Microbiota and metabolite profiling reveal specific alterations in bacterial community structure and environment in the cystic fibrosis airway during exacerbation

Abstract

Chronic polymicrobial infections of the lung are the foremost cause of morbidity and mortality in cystic fibrosis (CF) patients. The composition of the microbial flora of the airway alters considerably during infection, particularly during patient exacerbation. An understanding of which organisms are growing, their environment and their behaviour in the airway is of importance for designing antibiotic treatment regimes and for patient prognosis. To this end, we have analysed sputum samples taken from separate cohorts of CF and non-CF subjects for metabolites and in parallel, and we have examined both isolated DNA and RNA for the presence of 16S rRNA genes and transcripts by high-throughput sequencing of amplicon or cDNA libraries. This analysis revealed that although the population size of all dominant orders of bacteria as measured by DNA- and RNA- based methods are similar, greater discrepancies are seen with less prevalent organisms, some of which we associated with CF for the first time. Additionally, we identified a strong relationship between the abundance of specific anaerobes and fluctuations in several metabolites including lactate and putrescine during patient exacerbation. This study has hence identified organisms whose occurrence within the CF microbiome has been hitherto unreported and has revealed potential metabolic biomarkers for exacerbation.

Figure 1. Relative abundances of bacterial orders identified as operational taxonomic units (OTUs) from the sequence reads generated from sputum samples of CF patients presenting with exacerbation.

The coloured segments of each bar represent the proportion of reads mapping to different bacterial orders. Percentage of sequences from total DNA (A) or total transcribed RNA (B) are described. Details of clinical parameters and microbiological assessment of each of the sputum samples collected are described in Table S3. Total bacterial density in each sputum sample examined is indicated as 16S rRNA copies/ml sputum as measured by quantitative PCR.

Figure 2. Identification of anaerobic bacterial populations among sputum samples from CF patients presenting with exacerbation.

Percentage sequences from DNA-based (A) and RNA-based (B) approaches are described. The coloured segments of each bar represent the proportion of reads mapping to different anaerobic bacterial orders.

Figure 3. Prevalence of emerging CF bacterial pathogens among sputum samples from CF patients suffering exacerbation.

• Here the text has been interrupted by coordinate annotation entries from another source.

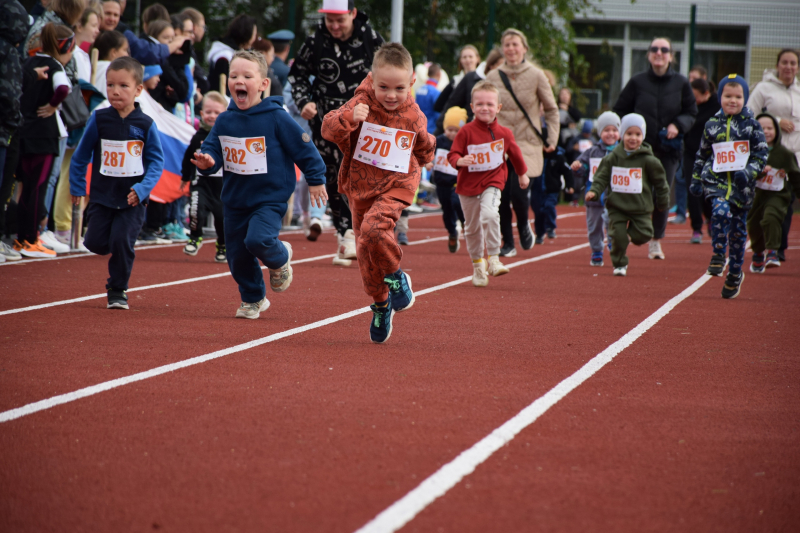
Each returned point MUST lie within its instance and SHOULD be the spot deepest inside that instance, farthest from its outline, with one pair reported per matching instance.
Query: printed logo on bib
(441, 163)
(773, 180)
(121, 158)
(626, 180)
(594, 164)
(385, 147)
(488, 156)
(731, 156)
(244, 155)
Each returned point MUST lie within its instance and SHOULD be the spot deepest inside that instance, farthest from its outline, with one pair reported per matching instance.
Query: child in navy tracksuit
(445, 176)
(124, 148)
(733, 152)
(257, 143)
(585, 167)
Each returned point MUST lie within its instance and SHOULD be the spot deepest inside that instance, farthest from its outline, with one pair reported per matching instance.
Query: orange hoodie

Percentage of sequences from DNA-based (A) or RNA-based (B) approaches are delineated. The coloured segments of each bar represent the proportion of reads mapping to different bacterial orders.

Figure 4. Bacterial community structures of samples from stable CF patients and those presenting with exacerbation as plotted based on Bray–Curtis (BC) distance metric.

Each community from each sample is represented as a filled circle and coloured by class (green – total DNA extracted from CF patients presenting with exacerbation; red – total RNA extracted from CF patients presenting with exacerbation; magenta – total DNA extracted from stable CF patients; cyan – total RNA extracted from stable CF patients). BC sample clusters are based on the distribution of the bacterial orders found in an individual sample. A confirmation of differences between samples was validated using the ade4 permutation test. This determined the statistical significance of the BC; the ellipses represent the 95% confidence region.

Figure 5. Representative HPLC trace of metabolites from sputum taken from a CF patient during a period of stability (A) and presenting with pulmonary exacerbation (B).

Regions are labelled to indicate a range were metabolites of interest that were recovered from samples. Specific concentrations of metabolites identified are detailed in Tables S4 and S5.

Figure 6. Concentrations of lactate (i), pyruvate (ii), putrescine (iii) and palmitate (iv) detected in sputum samples taken from 26 CF patients during a period of stability and presenting with pulmonary exacerbation (A).

Each dot represents an individual patient. Data are given as the average values measured in triplicate (metabolite concentrations are described as µM unless otherwise stated and means ± standard deviations are reported). (B) PLS-DA plots of metabolite profile of sputum taken from 26 CF patients during a period of stability and presenting with pulmonary exacerbation. Stable subjects (green) vs. exacerbated subjects (red); R² = 0.95, Q² = 0.93 for a two-component model. The ellipses represent the 95% confidence region. Permutation tests (n = 1,000) validated the model (p<0.001).